Let me explain the high wire act that people with medical conditions and people of modest means must perform to a) earn a living and b) be able to pay medical bills. I require an immune system medicine that costs between $1,000-$1,500 every three weeks. If I don’t have it, I’ll wind up in the hospital within 3-6 months. I make enough for a family of three to pay the bills, especially if the other spouse works, which my wife does. Long before I got married and before I was earning any significant amount of income, I was enrolled in Medicaid to help pay for this medicine. The program covered all of it and almost all of any other medical bills, prescriptions, etc. I also received a check every month of about $550, as I recall. The caveat to this, however, was that if one actually wanted to get a full-time job, that job must be a menial one. The Social Security Administration put a cap on what a person could make each month and still receive benefits. I think the cap was about $1,100 per month at that time. But say a person actually wanted a real career and had the opportunity to make quite a bit more. This was certainly possible, but one would lose not only the check, but the medical coverage. So, say one gets a job making $1,500 per month at a place that doesn’t offer employee benefits … or if that person was technically part-time, but still made more than $1,500. Nothing changed about their medical condition. Other than needing the expensive medicine, they are otherwise fairly healthy. They simple desire to work to try to make a better way for themselves.
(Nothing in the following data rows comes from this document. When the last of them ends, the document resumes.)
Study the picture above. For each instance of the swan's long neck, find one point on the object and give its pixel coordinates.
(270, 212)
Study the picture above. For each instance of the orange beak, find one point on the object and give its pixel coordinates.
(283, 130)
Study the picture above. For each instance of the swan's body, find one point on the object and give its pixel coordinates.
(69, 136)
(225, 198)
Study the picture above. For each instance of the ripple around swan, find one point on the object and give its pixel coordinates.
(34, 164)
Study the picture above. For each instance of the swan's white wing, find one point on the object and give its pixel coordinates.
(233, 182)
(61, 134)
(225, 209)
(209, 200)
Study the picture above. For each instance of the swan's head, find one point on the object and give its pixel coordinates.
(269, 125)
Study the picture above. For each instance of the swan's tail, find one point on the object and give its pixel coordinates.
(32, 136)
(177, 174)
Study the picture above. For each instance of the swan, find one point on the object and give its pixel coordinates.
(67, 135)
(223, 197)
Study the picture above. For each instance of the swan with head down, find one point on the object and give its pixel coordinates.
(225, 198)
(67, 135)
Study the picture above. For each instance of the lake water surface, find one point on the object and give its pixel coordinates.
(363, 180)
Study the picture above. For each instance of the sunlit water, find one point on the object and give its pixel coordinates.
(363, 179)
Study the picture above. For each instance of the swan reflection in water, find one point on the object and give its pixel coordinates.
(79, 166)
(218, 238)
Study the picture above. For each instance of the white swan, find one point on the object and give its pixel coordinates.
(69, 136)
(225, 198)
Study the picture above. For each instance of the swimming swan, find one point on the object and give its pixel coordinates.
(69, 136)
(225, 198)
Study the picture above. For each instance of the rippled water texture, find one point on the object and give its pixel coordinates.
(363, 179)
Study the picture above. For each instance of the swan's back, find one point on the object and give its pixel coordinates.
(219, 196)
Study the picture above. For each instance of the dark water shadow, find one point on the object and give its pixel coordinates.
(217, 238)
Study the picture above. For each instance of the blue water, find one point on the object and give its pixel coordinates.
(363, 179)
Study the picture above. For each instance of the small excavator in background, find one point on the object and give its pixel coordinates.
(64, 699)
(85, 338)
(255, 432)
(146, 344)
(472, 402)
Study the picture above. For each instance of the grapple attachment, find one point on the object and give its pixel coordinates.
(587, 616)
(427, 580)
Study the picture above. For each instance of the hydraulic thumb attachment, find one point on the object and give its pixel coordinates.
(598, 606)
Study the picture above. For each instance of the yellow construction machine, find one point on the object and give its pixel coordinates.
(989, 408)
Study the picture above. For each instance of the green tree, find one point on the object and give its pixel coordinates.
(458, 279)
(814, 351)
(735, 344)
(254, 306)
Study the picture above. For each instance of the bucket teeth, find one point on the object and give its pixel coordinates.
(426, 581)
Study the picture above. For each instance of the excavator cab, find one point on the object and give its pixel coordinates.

Obviously, I am referring to myself and others caught in this go-between. To such people, Social Security leaves you out in the cold. If you make over their set amount, you are cut off regardless of whether you can afford medical coverage some other way (which you likely can’t because of your dire need for the expensive medicine.) So, in essence, Medicaid rewards people who are resolved to sit at home, bring in a check and not get out and try to work, when in fact, it’s the people who get out and try to work that Medicaid should reward for attempting to make an honest living by continuing coverage up to a certain earning level (which should be much, much more than $1,100 per month. How can anyone making under $50,000 or even $100,000 per year afford $1,000-$1,500 every three weeks?
This brings us to health insurance. At my former position, I was able to cover myself and my wife for about $160 per paycheck. This was somewhat reasonable, and for a period, we were both able to go to the doctor using my insurance. I recently got a new job, and since I have been there three months, I was eligible to apply for insurance. At the meeting, I found out that insurance for just myself would be $76 and to add my wife, another $226, which amounts to about $400 per paycheck. That’s $800 per month. I was astounded when I learned how much it would be. Tack on vision and dental and add $40 more to the equation. Not to reveal what I earn per month, but suffice it to say that, not only would I not be able to afford to pay the bills, we would probably have to fold up shop, quit my job, leave town and stay with my parents until we figured out what to do.
I admit, I was angry when I found out how much it would cost. And what’s more, the medicine that I require every three weeks is not covered on this $400 per paycheck insurance. So I’m resolved to the fact that insurance companies of all creeds are nothing but scavengers. Luckily, I can stay on my father’s insurance for now, but that by itself does not cover nearly the entire amount of this medicine per treatment.
I’ve been thinking about something else. Folks can decry the trappings of universal health care all they want, about how it would raise taxes, would be run poorly, etc. but at least alternative methods to tackling pharmaceutical and insurance companies are being developed. Republicans can mention “God” in every other breath as much as they want, but the truth is, people in this country are hurting financially, physically and in other ways, and the current leadership has taken steps to contribute to that hurt. The administration has overseen the mishandling of billions in war that could have been better used elsewhere and gas prices, largely because of that war, have risen dramatically: so much so that people are being forced to make life decisions at the pump.
There is something very un-Christian about what is happening. Make no mistake. I’m familiar with the rhetoric. Republicans say: Let’s have limited national government and let’s let local government and individual communities take care and minister to each other. This way, government will stay out of your way and allow churches, civic organizations and individuals to care for those in their own communities. Well, here we are: eight years into that ideology. Are people in their individual communities reaching out to others, caring for the sick and helping the poor? Some are; more aren’t. I’m quite familiar with the potential for government programs to be inept (see above), but perhaps a sound leadership can help fix the ineptness, weed out the erroneous policies and let the government stop mismanaging money and help people who are hurting here at home, instead of spending billions on a people who would rather have us out of their country in the first place.
Sorry this was terribly long. If you got this far, thanks. If you didn’t, I understand.